Consumer groups claim victory in long battle to boost competition

Bank customers should benefit from greater competition and transparency of services under plans from the Independent Commission on Banking.

By 2013, lenders will be given a time limit of seven days to switch a customer's current account and must transfer direct debits and standing orders "seamlessly". The ICB aims to make switching accounts hassle-free, thus teasing banks into fierce competition on rates and customer service.

Currently, customers switch their current accounts only once every 26 years on average, the ICB found.
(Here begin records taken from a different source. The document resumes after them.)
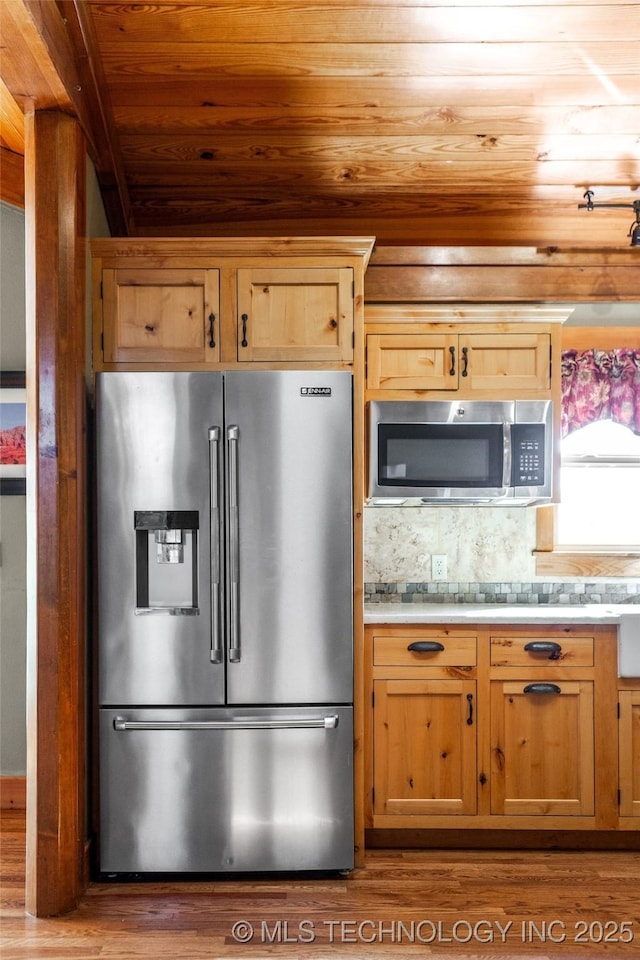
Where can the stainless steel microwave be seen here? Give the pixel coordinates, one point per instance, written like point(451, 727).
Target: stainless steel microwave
point(460, 451)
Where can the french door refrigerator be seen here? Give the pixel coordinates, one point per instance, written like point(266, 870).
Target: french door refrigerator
point(225, 621)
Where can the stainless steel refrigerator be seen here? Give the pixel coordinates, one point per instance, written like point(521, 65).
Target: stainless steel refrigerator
point(225, 621)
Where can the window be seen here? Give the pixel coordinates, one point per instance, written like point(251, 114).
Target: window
point(600, 488)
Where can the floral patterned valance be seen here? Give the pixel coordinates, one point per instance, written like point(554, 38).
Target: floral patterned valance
point(600, 385)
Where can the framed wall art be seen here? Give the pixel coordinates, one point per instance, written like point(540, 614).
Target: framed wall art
point(13, 418)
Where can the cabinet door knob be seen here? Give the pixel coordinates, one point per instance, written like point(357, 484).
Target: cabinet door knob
point(425, 646)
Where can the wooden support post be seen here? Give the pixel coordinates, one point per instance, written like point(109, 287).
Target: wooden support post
point(55, 181)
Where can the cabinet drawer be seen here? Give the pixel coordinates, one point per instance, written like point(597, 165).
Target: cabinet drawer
point(542, 651)
point(439, 650)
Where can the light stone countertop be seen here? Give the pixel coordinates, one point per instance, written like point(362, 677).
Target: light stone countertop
point(416, 613)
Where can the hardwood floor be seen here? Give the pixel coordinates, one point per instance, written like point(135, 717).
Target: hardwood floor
point(494, 905)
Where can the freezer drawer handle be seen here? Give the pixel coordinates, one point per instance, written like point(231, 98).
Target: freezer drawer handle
point(233, 434)
point(215, 654)
point(295, 723)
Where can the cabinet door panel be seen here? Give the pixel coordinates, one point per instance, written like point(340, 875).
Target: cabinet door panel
point(542, 747)
point(412, 362)
point(295, 314)
point(508, 362)
point(630, 753)
point(160, 316)
point(425, 754)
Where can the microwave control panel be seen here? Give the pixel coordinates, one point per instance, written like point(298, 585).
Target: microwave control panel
point(527, 461)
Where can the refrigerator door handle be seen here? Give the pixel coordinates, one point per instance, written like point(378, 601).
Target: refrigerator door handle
point(233, 433)
point(215, 654)
point(324, 723)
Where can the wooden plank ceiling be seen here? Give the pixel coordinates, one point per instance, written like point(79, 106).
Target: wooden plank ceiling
point(451, 123)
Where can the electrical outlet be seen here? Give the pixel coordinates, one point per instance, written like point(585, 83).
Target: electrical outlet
point(438, 566)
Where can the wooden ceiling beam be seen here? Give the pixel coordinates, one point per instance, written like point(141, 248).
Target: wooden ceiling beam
point(46, 66)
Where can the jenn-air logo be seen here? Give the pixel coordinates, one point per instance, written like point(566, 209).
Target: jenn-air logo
point(315, 391)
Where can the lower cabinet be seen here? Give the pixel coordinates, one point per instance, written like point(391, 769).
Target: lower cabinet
point(500, 727)
point(425, 736)
point(542, 747)
point(629, 743)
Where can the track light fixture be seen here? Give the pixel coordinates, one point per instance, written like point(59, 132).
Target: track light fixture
point(634, 229)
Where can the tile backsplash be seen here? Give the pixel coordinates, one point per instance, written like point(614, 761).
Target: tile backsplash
point(489, 553)
point(507, 592)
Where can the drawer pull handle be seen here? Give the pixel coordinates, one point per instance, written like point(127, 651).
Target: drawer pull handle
point(425, 646)
point(542, 688)
point(544, 646)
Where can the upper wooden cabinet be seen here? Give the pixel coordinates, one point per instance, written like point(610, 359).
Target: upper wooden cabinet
point(495, 363)
point(295, 314)
point(483, 352)
point(191, 304)
point(157, 316)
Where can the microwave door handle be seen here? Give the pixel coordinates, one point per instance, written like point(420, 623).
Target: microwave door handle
point(507, 455)
point(233, 433)
point(214, 542)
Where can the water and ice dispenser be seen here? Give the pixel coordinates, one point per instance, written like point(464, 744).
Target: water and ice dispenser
point(166, 561)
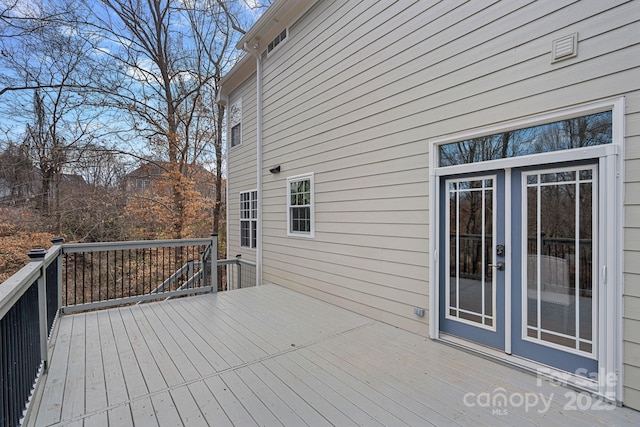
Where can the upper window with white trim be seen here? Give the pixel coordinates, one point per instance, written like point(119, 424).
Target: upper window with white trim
point(585, 131)
point(235, 123)
point(300, 212)
point(248, 218)
point(280, 38)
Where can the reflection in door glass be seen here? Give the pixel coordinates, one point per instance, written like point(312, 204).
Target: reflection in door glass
point(560, 210)
point(470, 237)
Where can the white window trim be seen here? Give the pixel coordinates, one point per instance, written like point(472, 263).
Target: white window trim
point(249, 220)
point(312, 231)
point(275, 49)
point(232, 123)
point(611, 162)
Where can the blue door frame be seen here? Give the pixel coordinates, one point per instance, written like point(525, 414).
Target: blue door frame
point(545, 352)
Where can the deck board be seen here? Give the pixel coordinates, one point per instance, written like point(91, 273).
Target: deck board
point(271, 356)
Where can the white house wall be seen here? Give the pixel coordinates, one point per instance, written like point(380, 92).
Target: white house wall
point(241, 166)
point(357, 91)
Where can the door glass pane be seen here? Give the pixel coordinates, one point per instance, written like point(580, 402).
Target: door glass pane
point(471, 286)
point(559, 269)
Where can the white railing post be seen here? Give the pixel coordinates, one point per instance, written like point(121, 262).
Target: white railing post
point(214, 262)
point(38, 255)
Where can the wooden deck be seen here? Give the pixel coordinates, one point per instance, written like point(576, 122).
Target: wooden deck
point(270, 356)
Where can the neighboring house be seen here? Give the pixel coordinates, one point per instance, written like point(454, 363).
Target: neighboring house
point(467, 171)
point(21, 191)
point(146, 174)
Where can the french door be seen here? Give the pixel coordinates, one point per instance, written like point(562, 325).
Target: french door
point(519, 266)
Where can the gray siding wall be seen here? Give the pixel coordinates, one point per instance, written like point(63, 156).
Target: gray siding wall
point(358, 90)
point(241, 166)
point(631, 296)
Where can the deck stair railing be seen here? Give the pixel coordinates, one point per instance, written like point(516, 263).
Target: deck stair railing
point(73, 277)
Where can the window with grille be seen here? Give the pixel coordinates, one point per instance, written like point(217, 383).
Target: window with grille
point(235, 123)
point(300, 210)
point(248, 218)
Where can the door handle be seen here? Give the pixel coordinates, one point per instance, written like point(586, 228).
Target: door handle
point(498, 266)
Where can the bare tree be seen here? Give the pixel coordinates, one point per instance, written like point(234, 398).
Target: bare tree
point(47, 71)
point(165, 59)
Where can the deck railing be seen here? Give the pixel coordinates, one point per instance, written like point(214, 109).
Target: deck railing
point(29, 302)
point(74, 277)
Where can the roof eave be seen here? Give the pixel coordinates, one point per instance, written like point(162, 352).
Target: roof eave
point(280, 15)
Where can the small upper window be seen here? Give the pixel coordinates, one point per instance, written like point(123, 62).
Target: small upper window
point(300, 212)
point(567, 134)
point(279, 39)
point(235, 123)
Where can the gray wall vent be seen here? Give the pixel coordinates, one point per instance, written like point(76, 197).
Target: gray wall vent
point(564, 48)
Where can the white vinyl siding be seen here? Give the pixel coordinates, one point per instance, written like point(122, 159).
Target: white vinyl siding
point(241, 167)
point(631, 296)
point(360, 88)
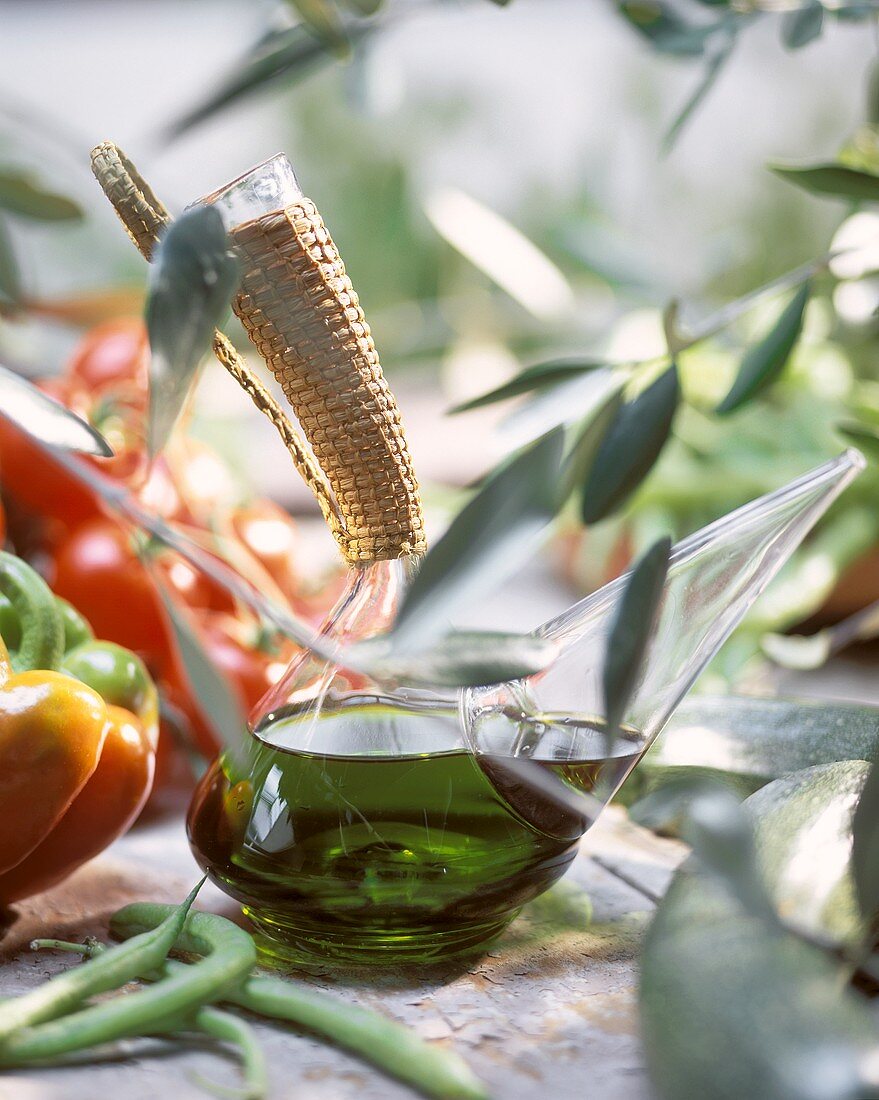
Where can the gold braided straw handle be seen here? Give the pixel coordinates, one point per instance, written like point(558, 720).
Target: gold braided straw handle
point(301, 312)
point(299, 308)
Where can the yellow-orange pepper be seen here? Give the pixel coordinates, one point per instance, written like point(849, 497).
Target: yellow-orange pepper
point(76, 767)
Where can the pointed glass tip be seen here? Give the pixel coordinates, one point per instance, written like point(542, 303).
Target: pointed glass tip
point(715, 576)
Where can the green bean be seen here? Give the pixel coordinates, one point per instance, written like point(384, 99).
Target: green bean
point(229, 955)
point(392, 1047)
point(230, 1029)
point(113, 968)
point(220, 1025)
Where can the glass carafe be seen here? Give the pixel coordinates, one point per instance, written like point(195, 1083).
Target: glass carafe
point(362, 824)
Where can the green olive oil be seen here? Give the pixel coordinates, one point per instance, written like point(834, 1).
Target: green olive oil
point(371, 851)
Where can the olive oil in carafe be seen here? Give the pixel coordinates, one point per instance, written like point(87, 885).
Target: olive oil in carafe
point(369, 850)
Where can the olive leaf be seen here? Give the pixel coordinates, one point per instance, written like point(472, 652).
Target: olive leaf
point(713, 68)
point(563, 403)
point(459, 659)
point(660, 24)
point(766, 360)
point(21, 194)
point(748, 741)
point(216, 697)
point(489, 539)
point(538, 376)
point(834, 179)
point(288, 55)
point(864, 438)
point(321, 18)
point(46, 419)
point(582, 454)
point(632, 629)
point(630, 447)
point(865, 850)
point(803, 25)
point(191, 282)
point(10, 278)
point(733, 1005)
point(810, 811)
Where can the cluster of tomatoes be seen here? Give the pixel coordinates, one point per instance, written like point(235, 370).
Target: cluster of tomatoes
point(92, 560)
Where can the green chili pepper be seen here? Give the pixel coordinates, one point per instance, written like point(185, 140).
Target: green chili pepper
point(388, 1045)
point(77, 628)
point(117, 674)
point(10, 628)
point(111, 969)
point(229, 953)
point(40, 640)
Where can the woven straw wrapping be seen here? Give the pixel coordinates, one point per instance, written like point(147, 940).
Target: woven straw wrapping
point(300, 310)
point(303, 315)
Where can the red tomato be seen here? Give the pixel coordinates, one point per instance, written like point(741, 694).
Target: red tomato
point(37, 484)
point(98, 571)
point(250, 669)
point(270, 534)
point(111, 354)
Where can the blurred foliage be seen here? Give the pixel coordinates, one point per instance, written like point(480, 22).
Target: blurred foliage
point(709, 30)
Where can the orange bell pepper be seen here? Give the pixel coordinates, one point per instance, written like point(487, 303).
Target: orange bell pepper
point(77, 740)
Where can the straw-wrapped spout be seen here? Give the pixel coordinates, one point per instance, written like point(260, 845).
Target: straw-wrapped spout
point(304, 316)
point(301, 312)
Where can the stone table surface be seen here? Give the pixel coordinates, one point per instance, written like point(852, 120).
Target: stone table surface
point(550, 1010)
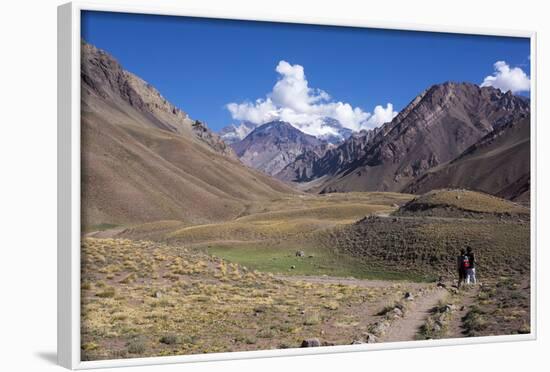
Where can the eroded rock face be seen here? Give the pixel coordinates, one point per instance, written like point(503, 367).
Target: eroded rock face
point(102, 75)
point(436, 127)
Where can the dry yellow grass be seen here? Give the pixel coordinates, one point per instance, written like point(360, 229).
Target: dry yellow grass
point(167, 300)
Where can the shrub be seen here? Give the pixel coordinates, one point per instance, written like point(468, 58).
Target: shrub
point(312, 319)
point(170, 339)
point(106, 293)
point(137, 346)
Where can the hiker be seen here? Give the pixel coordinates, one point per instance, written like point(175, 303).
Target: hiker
point(460, 264)
point(471, 271)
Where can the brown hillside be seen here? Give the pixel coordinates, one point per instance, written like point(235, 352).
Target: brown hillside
point(145, 160)
point(498, 164)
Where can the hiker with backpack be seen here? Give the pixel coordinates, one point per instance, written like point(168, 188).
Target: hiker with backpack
point(462, 262)
point(471, 270)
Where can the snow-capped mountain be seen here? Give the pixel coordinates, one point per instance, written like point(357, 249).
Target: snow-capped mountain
point(330, 130)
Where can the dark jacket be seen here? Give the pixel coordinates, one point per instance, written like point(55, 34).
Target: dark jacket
point(472, 260)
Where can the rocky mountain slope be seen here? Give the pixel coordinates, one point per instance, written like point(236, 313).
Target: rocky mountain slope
point(498, 164)
point(435, 128)
point(272, 146)
point(143, 159)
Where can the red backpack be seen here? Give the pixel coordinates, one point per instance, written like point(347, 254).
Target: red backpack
point(465, 262)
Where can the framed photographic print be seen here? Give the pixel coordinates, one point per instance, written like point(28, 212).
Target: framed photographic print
point(238, 186)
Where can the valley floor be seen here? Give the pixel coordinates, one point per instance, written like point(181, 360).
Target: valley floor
point(298, 269)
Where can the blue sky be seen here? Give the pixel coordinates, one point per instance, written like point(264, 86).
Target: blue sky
point(201, 65)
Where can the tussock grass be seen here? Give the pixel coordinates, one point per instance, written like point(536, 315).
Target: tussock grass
point(189, 302)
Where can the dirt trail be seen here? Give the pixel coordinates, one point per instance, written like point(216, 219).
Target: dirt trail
point(406, 328)
point(105, 234)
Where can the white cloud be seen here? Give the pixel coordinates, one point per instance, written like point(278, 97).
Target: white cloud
point(506, 78)
point(292, 100)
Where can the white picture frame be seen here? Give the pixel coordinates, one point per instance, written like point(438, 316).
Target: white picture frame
point(69, 230)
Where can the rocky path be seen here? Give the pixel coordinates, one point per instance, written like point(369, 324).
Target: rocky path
point(406, 328)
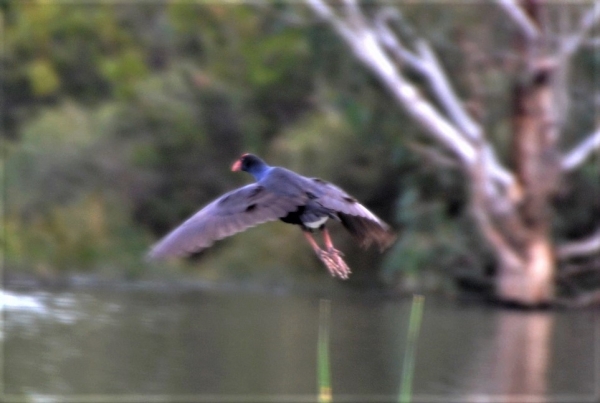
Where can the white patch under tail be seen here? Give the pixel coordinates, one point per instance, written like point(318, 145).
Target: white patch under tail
point(316, 224)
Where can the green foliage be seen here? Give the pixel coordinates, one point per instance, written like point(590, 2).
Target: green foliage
point(123, 120)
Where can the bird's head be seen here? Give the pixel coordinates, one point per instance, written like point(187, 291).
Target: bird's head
point(252, 164)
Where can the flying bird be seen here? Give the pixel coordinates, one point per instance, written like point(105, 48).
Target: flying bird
point(278, 194)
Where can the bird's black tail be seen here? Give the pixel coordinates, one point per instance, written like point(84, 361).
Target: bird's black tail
point(367, 232)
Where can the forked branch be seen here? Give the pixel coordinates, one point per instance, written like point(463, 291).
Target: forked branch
point(371, 41)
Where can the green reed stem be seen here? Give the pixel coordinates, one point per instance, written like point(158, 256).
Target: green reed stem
point(324, 373)
point(414, 325)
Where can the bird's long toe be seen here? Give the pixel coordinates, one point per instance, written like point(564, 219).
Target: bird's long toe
point(334, 263)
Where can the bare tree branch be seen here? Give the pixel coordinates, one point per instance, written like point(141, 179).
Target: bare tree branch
point(365, 46)
point(572, 44)
point(585, 247)
point(368, 46)
point(578, 155)
point(528, 27)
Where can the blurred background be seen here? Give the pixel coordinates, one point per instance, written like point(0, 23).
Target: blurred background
point(120, 120)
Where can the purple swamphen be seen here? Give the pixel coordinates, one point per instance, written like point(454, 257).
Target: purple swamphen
point(278, 194)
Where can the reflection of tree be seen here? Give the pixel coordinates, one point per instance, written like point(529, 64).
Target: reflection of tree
point(512, 207)
point(514, 367)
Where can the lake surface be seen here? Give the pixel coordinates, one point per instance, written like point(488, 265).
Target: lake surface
point(150, 344)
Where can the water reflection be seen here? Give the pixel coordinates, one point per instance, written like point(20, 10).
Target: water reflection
point(514, 366)
point(225, 346)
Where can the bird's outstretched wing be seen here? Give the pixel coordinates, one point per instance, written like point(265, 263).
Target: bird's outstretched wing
point(229, 214)
point(365, 226)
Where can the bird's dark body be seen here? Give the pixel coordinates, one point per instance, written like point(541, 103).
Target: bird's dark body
point(278, 193)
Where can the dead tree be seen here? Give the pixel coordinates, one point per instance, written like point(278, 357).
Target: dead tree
point(511, 206)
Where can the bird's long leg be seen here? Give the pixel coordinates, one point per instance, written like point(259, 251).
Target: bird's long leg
point(331, 260)
point(342, 268)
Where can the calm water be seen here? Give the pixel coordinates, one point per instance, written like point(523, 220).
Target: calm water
point(155, 345)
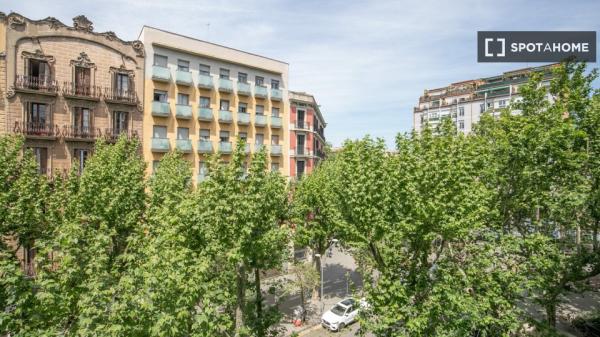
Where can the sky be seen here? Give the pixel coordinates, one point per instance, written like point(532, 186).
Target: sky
point(366, 62)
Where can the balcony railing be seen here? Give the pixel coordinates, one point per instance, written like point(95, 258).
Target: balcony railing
point(260, 91)
point(260, 120)
point(78, 90)
point(36, 129)
point(118, 95)
point(41, 84)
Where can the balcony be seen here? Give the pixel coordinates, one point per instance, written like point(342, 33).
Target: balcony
point(205, 82)
point(120, 96)
point(36, 84)
point(225, 85)
point(276, 150)
point(244, 89)
point(183, 111)
point(260, 91)
point(161, 74)
point(184, 145)
point(225, 147)
point(205, 114)
point(36, 130)
point(78, 133)
point(260, 120)
point(81, 91)
point(276, 94)
point(205, 146)
point(276, 122)
point(160, 109)
point(160, 145)
point(225, 116)
point(183, 78)
point(243, 118)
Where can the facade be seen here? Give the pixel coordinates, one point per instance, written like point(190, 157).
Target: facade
point(64, 87)
point(307, 134)
point(202, 97)
point(464, 102)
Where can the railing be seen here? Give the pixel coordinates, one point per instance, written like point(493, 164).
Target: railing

Its proposals would make it easier for new banks to compete with the "big four". Between them, Barclays, HBOS, Lloyds and RBS control 77 per cent of the personal current account market and 85 per cent of small business accounts.

Part of the problem is that competition has narrowed since Lloyds and HBOS were merged and other failed current account providers – Alliance & Leicester and Bradford & Bingley – were gobbled up by Santander. The ICB hopes to improve competition by creating a new high-street challenger from the forced sale of 600 Lloyds Banking Group branches. The new bank would have a 4.6 per cent share of the current account market.

Peter Vicary-Smith, chief executive of Which?, said the Government had a responsibility to ensure competition developed from the sale of nationalised banks. "[It] must be clear how it will create more competition when it sells our stakes in Lloyds, RBS and Northern Rock," he said. "It should not hesitate to refer the industry to the Competition Commission if the market does not improve or if Lloyds won't agree to enhance its divestment."

To further improve competition, the ICB called for the introduction of a free current account "redirection service" which would require a lender to transfer an account within seven working days.

However, quicker and easier switching will not on its own persuade the three out of four people who have never switched current accounts to do so, said Sarah Brooks, the head of financial services at Consumer Focus. "Easier switching must be accompanied by greater transparency of pricing so consumers are able to see how new accounts compare," she added.

However, the ICB's proposals about ring-fencing banks' retail businesses could hit savers and borrowers, warned Mark Jenkinson, a banking expert at Capco. "Customers may find it even more difficult to find competitive rates on savings accounts, given that banks will no longer be able to invest savings through their investment arms," he said.

"Consumers may even find it more difficult to find a mortgage, as savings rates and volumes are not attractive enough to bring in the level of funding required for high mortgage volumes."